Brigantinas highlights other ways in which Sardinian people express their relationship to the land, such as major religious and secular festivals. In this sense, the project interrogates the ambiguous role of “tradition,” which oscillates between identity-building and normalization, and examines how it is mobilized within contemporary dynamics of cultural representation, commodification, and tourism.
Photography becomes both a critical and poetic tool to question mechanisms of representation and the visual apparatuses of power that have historically contributed to the construction of Sardinian otherness within the national narrative. Lo Calzo sets the anthropometric gaze of 19th-century police archives against the defiant, living gaze of contemporary Sardinians, addressing a visual stratigraphy of Sardinian dissidence. It is a call to build a shared and critical archive of forgotten memories — an act of resistance against erasure.
Photographer: Nicola Lo Calzo
Nationality: Italian
Based in: Italy
Website: www.nicolalocalzo.com
Instagram: @nicolalocalzo
Nicola Lo Calzo (Turin, 1979) is an Italian photographer, curator, and researcher whose work focuses on themes of memory, identity, and marginality in a postcolonial context. His long-term documentary projects often explore how communities preserve or reclaim cultural memory in the face of marginalization and historical erasure. Since 2010, he has been working on the Cham/Kam project, a multi-year photographic series exploring the legacy of slavery and resistance across the Atlantic world, from West Africa to the Caribbean and the Americas. Lo Calzo’s work is deeply rooted in field-based and participatory research, and he frequently collaborates with local communities, historians, and institutions.

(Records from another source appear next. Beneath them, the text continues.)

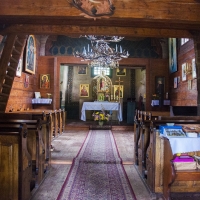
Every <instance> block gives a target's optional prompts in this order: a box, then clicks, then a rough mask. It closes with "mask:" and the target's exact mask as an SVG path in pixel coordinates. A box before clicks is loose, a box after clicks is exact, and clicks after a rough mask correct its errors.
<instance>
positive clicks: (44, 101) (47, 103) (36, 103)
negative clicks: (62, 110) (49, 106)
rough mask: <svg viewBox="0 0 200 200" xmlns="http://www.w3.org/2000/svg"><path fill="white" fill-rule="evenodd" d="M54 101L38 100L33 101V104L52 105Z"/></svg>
mask: <svg viewBox="0 0 200 200" xmlns="http://www.w3.org/2000/svg"><path fill="white" fill-rule="evenodd" d="M51 102H52V99H45V98H37V99H32V104H51Z"/></svg>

His projects have been exhibited internationally and published in major outlets such as The New York Times, The Guardian, The New Yorker, Le Monde, Libération, Internazionale, and National Geographic. In addition to his photography, he is active in academia and curatorial practice, often intersecting visual storytelling with scholarship on colonial history, memory politics, and queer and decolonial thought.